以前にミトンを買った店などをまわって、エプロンをいろいろと見ていく。それにしても、かわいいエプロンを買ってしまったら、汚さないようにするために却って気を使いそうに思えるのだが、そういう考えだから前回も含めてこれまで彼女ができなかったのだろう。

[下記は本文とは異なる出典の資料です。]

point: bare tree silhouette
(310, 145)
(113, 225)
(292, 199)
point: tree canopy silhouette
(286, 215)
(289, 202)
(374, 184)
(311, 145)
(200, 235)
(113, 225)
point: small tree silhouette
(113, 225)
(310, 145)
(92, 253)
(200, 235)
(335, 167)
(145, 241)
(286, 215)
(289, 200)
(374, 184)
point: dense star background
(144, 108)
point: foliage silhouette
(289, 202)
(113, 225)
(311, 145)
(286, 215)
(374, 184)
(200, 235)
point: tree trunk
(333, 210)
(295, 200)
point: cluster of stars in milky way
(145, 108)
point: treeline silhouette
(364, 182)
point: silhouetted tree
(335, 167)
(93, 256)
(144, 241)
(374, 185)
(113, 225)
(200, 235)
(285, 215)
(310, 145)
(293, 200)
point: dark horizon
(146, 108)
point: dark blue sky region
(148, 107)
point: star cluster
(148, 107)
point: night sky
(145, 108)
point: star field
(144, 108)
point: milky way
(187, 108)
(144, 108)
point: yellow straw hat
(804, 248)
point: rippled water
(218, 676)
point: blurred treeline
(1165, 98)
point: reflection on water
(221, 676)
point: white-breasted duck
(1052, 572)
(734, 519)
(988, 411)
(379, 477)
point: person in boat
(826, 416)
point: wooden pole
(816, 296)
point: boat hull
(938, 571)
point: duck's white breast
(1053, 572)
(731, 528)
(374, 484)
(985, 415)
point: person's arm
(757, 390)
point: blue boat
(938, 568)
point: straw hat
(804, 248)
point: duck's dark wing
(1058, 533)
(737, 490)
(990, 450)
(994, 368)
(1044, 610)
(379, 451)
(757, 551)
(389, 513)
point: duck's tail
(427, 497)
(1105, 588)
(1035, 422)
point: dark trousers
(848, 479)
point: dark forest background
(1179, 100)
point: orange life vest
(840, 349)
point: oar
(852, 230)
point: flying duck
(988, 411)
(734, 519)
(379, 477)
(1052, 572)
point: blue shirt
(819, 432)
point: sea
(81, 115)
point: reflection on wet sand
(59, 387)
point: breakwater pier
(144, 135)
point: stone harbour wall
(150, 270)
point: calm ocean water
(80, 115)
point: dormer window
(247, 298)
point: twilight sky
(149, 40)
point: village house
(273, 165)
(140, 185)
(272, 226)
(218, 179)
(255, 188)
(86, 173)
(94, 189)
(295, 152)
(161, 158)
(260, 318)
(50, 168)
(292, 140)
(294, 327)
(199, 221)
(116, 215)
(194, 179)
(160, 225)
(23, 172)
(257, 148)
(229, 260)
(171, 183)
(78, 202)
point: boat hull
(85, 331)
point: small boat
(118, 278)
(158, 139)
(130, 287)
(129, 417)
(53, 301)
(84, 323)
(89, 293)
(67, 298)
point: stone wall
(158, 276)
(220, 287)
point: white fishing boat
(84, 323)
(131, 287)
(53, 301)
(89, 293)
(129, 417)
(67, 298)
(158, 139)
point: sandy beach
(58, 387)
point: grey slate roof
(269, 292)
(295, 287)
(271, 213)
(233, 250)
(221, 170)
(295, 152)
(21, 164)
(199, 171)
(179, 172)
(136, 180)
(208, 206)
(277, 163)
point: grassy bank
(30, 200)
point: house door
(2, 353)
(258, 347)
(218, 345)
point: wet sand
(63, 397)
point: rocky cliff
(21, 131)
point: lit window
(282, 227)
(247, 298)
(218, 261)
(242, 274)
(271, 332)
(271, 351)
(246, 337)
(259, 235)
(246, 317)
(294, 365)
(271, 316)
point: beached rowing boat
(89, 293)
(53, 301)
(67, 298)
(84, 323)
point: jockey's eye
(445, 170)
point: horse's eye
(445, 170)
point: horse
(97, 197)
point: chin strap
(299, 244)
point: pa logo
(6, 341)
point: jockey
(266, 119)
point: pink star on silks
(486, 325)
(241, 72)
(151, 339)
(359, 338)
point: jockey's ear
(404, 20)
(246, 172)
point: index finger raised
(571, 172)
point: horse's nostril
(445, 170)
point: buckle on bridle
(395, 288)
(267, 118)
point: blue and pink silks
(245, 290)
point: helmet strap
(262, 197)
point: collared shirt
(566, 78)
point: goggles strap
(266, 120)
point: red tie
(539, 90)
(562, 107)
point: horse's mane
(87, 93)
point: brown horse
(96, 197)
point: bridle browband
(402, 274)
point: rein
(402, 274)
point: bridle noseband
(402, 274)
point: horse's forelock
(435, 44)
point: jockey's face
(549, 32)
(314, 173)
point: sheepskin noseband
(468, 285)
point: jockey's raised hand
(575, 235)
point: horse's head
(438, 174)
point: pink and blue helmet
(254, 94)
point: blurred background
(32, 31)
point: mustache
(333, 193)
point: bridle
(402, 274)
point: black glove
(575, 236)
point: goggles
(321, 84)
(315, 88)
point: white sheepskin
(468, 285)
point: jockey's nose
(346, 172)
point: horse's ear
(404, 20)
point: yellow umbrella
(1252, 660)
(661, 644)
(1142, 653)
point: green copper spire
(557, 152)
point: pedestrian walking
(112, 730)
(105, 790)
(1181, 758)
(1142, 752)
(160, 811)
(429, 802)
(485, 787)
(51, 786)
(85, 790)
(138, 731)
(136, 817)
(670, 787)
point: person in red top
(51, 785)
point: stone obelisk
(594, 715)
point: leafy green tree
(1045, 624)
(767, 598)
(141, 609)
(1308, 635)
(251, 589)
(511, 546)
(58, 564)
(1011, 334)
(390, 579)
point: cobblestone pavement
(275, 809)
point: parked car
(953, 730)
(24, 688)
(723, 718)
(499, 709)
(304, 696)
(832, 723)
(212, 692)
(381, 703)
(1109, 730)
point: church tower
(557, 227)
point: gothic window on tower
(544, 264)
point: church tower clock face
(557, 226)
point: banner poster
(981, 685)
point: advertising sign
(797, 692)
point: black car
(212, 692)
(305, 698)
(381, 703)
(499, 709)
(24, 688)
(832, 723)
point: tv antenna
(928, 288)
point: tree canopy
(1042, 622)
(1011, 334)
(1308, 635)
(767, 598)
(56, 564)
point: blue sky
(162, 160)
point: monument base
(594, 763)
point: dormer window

「そういえば、先輩ってエプロン使っていないですよね?」
実は洗濯が面倒なのでエプロンは使っていなかった。というか買ったこともなかった。だって男一人で料理しているのに、エプロンをつけていたらキモいのではないだろうか?
「エプロン持っていないんだよ」
「そうなんですか、一つぐらいあったほうがいいですよ。せっかくだから私が選びますよ」
確かに一つぐらいあってもいいか。
「それじゃ、お願いしようかな」
「任されました!」
すごく上機嫌になった佐伯さんはエプロンをいろいろとチェックしている。
「先輩、このエプロンかわいくないですか?」
佐伯さんが選んだエプロンは青色の花柄のエプロンだった。花の絵はデフォルメされていて確かに可愛いエプロンだ。
「確かに可愛いエプロンだね」
「先輩、このエプロンをつけてみてください」
「はい?」
佐伯さんは持ってきたエプロンを広げて、俺の前に掲げた。男に花柄のエプロンはちょっと似合わないんじゃないか?
「うん、先輩に似合いますね。買いましょう」
「そうか?ちょっと可愛い感じのエプロンだけど」
「先輩は、可愛いを理解しないといけませんから」
よくわからない理由だったが、せっかく選んでくれたし買うことにしよう。
「ありがとう、じゃぁ俺はこれを買うよ」
「こっちに同じデザインで赤色のエプロンもありますよ」
「色違いがあるんだ。」
「はい。だから私はこっちを買います」
「えっ、お揃いになってしまうのでは?」
「だからお揃いを買うんですよ」
お揃いのエプロンなんて新婚夫婦みたいになってしまうのでは?と言おうとしたのだが、盛大に地雷を踏みそうな気がしたので、そこまでは言わないでおいた。しかしお揃いのエプロンか。こんな可愛い子とお揃いのエプロンを、学校で使ったら絶対に騒動になりそうだ。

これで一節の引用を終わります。